The SUPERhip procedure comprehensively addresses the deformities of CFD. It utilizes a proximal femoral osteotomy to create valgus, flexion, and internal rotation to correct the typical coxa vara, extension, and retroversion deformities.

Question 4059

Topic: 4. Pediatrics

When planning an Ilizarov hip reconstruction (pelvic support osteotomy) for severe hip instability, at what exact anatomical level should the proximal valgus-extension osteotomy be performed to maximize pelvic support?

. At the subcapital level of the femoral neck.
. Immediately distal to the lesser trochanter.
. At the level of the ischial tuberosity with the hip in maximum adduction.
. At the mid-diaphysis of the femur.
. At the level of the anterior inferior iliac spine (AIIS).

Correct Answer & Explanation

. At the level of the ischial tuberosity with the hip in maximum adduction.


Explanation

To achieve optimal pelvic support and prevent impingement during ambulation, the proximal valgus-extension osteotomy is performed at the level of the ischial tuberosity while the hip is adducted to its maximum limit.
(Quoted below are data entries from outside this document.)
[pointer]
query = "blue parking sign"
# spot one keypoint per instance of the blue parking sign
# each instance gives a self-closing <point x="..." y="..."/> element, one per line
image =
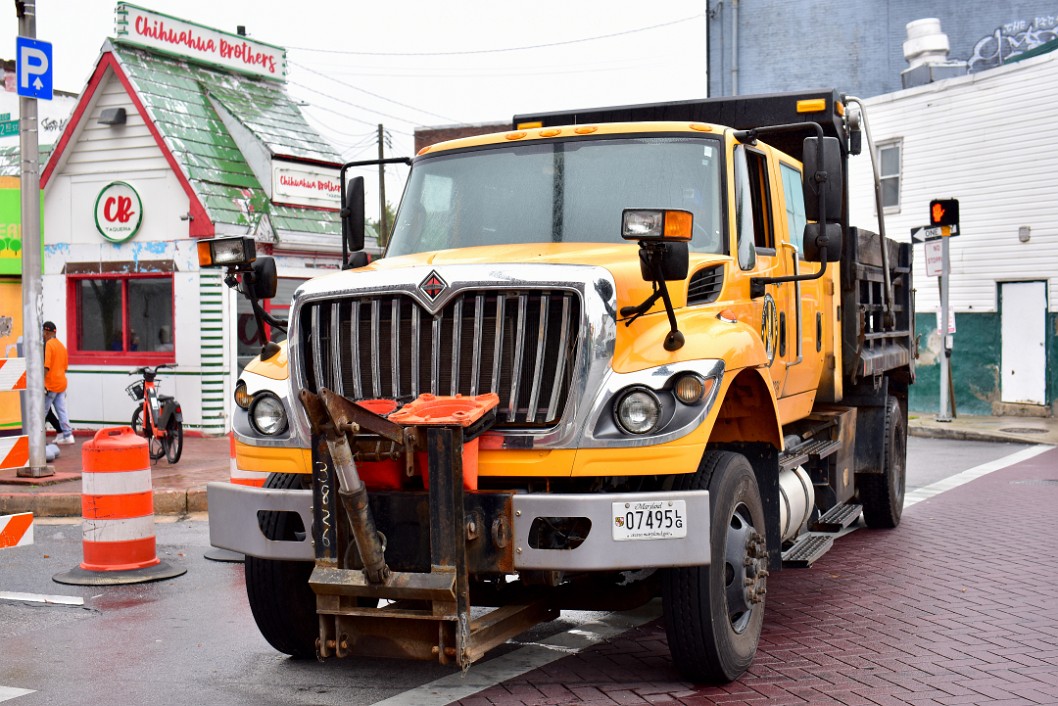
<point x="33" y="68"/>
This ensures the proximal femur effectively supports the pelvis.

Question 4060

Topic: 4. Pediatrics

Paley's "Superhip" procedure is utilized for the correction of congenital femoral deficiency (CFD) and associated severe coxa vara. During the extensive soft tissue release required for this procedure, which of the following structures is meticulously preserved and advanced distally, rather than being released or lengthened?

. Iliotibial band
. Rectus femoris
. Gluteus medius and minimus
. Psoas tendon
. Piriformis tendon

Correct Answer & Explanation

. Gluteus medius and minimus


Explanation

In the Superhip procedure for congenital femoral deficiency, the hip abductor musculature (gluteus medius and minimus) is carefully preserved and advanced distally to improve biomechanics. Contracted structures like the IT band, rectus femoris, and psoas are released or lengthened.